También conocidas como glomerulonefritis, las enfermedades glomerulares producen la inflamación de los glomérulos, que son los pequeños filtros encargados de eliminar el exceso de líquido, los desechos y los electrolitos de la sangre. De esta forma son los encargados de producir la orina.

Los síntomas de estas patologías dependen de en qué estadio se encuentre el paciente, si es agudo o crónica.
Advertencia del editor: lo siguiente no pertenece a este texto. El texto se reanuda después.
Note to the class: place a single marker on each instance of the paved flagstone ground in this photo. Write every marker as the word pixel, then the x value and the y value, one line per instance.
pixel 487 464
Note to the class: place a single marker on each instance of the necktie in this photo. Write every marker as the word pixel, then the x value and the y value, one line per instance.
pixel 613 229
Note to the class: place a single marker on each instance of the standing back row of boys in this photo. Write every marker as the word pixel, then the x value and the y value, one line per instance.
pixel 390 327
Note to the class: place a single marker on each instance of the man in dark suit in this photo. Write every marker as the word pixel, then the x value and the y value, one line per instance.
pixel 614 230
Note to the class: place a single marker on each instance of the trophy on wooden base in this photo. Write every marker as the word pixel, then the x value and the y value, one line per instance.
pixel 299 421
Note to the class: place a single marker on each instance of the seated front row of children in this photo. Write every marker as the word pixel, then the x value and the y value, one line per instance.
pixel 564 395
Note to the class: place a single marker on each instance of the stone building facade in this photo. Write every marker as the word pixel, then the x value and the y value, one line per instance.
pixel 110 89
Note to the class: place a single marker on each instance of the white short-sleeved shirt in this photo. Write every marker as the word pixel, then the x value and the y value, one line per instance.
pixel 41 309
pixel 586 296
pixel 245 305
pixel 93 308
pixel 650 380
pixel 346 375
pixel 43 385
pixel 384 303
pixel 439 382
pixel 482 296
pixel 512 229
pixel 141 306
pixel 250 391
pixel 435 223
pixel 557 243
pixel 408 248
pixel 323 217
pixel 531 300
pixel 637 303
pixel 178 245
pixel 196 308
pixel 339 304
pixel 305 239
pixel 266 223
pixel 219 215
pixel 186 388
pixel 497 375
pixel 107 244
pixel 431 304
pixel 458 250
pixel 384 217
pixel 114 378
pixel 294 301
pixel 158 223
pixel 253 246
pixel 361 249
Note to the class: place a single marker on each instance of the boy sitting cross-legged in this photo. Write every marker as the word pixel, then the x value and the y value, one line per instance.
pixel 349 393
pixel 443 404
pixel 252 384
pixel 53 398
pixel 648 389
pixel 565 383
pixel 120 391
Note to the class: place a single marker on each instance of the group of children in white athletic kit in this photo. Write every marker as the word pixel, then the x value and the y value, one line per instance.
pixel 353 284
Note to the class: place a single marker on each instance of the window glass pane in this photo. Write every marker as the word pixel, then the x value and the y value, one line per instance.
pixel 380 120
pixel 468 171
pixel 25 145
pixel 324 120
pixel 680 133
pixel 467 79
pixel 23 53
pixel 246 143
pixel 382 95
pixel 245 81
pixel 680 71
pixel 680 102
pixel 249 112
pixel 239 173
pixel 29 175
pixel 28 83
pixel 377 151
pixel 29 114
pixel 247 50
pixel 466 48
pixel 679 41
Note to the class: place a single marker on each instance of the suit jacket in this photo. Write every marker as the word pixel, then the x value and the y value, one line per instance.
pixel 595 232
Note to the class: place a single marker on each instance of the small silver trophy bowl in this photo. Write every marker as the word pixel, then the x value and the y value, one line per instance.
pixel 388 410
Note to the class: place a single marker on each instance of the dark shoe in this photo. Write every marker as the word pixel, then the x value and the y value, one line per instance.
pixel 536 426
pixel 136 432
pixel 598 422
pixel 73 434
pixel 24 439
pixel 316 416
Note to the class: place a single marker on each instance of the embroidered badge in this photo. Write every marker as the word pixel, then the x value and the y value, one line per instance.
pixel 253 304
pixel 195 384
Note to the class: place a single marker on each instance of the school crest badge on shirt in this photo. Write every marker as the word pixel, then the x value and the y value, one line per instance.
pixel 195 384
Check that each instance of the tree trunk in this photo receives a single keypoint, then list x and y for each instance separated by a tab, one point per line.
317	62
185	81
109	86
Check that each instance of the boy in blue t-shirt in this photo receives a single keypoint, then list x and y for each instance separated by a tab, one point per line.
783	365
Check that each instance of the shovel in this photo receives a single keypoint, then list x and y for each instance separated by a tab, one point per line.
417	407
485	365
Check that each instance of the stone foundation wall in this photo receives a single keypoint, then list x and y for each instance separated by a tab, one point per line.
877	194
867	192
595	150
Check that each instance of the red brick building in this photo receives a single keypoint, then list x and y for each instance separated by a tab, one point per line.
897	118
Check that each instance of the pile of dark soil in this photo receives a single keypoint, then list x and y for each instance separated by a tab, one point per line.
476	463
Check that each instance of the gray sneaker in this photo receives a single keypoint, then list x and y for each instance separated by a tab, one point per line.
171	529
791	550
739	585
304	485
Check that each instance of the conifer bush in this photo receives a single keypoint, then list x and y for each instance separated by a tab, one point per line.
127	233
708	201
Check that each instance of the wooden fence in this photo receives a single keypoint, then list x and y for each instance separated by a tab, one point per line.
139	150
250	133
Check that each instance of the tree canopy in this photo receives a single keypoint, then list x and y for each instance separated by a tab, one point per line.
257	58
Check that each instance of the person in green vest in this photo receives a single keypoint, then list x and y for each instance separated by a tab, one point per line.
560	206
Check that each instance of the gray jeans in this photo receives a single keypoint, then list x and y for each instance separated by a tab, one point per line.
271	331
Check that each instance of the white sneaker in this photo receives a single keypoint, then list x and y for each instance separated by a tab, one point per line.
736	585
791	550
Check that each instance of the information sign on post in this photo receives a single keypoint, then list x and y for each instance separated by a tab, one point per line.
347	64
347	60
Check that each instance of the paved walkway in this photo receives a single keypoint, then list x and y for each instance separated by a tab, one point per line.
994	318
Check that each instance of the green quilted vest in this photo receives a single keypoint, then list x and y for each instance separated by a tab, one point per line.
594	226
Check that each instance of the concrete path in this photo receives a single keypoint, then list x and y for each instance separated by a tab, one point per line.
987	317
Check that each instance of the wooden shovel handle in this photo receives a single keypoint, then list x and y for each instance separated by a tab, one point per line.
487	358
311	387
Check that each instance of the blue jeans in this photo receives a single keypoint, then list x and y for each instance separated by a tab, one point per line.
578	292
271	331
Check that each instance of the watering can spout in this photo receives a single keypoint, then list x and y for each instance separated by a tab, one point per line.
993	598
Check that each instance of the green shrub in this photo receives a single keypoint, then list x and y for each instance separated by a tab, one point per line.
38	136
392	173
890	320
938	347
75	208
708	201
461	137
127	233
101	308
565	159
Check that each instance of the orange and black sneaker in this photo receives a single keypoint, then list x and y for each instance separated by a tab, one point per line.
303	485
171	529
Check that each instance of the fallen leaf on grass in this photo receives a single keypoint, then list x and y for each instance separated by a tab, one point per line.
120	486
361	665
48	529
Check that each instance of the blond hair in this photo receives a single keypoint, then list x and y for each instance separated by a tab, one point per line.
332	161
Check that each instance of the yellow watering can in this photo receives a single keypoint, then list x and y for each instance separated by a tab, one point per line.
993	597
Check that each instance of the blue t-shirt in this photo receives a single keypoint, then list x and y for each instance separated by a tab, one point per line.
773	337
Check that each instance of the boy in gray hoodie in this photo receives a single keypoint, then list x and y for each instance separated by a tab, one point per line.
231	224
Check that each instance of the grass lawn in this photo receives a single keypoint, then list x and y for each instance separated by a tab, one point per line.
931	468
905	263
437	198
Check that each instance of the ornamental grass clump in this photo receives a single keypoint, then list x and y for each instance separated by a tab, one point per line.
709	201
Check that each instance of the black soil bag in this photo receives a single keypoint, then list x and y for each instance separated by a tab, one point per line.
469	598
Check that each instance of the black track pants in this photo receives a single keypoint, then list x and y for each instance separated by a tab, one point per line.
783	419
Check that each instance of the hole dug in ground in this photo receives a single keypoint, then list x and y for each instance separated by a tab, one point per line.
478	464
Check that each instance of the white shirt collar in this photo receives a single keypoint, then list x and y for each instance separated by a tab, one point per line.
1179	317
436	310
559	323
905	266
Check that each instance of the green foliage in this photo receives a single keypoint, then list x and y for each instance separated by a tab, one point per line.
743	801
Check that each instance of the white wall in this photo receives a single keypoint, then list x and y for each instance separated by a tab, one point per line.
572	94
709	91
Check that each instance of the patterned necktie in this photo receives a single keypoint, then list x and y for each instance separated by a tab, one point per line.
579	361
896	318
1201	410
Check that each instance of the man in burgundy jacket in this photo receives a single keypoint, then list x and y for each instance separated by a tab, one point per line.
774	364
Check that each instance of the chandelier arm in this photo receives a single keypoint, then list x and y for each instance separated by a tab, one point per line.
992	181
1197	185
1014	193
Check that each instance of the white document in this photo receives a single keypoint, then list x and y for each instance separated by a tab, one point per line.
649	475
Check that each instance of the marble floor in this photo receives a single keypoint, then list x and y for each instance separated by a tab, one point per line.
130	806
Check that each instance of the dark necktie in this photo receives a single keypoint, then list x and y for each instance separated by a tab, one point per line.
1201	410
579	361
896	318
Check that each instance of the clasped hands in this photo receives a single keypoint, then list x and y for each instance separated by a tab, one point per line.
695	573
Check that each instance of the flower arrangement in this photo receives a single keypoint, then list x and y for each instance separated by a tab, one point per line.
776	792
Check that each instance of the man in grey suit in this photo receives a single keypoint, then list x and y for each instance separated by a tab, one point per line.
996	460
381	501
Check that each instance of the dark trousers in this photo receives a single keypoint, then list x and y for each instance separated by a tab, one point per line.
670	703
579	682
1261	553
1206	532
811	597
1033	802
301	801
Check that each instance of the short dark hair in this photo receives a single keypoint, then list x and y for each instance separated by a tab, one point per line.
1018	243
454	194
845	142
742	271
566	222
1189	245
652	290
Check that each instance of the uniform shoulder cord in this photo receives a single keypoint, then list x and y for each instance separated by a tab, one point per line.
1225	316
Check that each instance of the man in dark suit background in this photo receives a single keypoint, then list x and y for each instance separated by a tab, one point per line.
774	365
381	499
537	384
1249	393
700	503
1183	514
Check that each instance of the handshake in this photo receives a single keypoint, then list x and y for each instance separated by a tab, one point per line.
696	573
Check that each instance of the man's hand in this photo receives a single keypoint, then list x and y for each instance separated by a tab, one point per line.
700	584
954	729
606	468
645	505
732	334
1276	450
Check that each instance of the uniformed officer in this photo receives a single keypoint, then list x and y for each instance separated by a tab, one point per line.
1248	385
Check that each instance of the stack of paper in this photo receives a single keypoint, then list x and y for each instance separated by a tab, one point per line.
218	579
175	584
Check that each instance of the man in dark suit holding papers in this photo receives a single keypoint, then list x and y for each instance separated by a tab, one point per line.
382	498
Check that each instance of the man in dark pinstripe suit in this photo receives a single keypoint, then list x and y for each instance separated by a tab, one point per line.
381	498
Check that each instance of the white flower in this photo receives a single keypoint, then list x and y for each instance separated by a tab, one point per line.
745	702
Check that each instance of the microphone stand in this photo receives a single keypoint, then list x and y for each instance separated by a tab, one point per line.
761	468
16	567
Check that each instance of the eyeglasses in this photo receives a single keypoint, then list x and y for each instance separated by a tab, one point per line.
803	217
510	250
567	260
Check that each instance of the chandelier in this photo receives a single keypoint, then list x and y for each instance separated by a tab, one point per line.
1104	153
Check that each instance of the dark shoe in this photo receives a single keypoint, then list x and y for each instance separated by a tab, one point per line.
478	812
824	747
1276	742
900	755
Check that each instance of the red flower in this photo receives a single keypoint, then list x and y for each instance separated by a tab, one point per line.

Algunos de sus síntomas pueden ser hematuria (presencia de sangre en la orina), proteinuria (presencia de proteínas en la orina, lo que provoca espuma) y finalmente edema (hinchazón en manos, pies, abdomen y /o cara).

Según cifras dadas a conocer en la XI Reunión del Grupo de Enfermedades Glomerulares (Glosen) y la XXV Reunión Científica del Club de Nefropatología, esta patología está presente en el 12 por ciento de los nuevos casos de enfermedad renal en nuestro país, porcentaje que aumenta en personas con más de 45 años.

En estos encuentros, organizados por la Sociedad Española de Nefrología en conjunto con la Sociedad Española de Anatomía Patológica, se pone de manifiesto la necesidad de contemplar esta patología y tenerla siempre presente para mejorar el diagnóstico y tratamiento de los pacientes renales.  Según los expertos, unos 260 de toda España, las enfermedades glomerulares provocan una pérdida progresiva de la función renal, convirtiéndose así en una de las principales patologías que llevan a la diálisis o al trasplante.

Finalmente, los expertos explican que este tipo de enfermedades deben tener un abordaje multicéntrico para poder conseguir un diagnóstico certero y el tratamiento adecuado para cada paciente.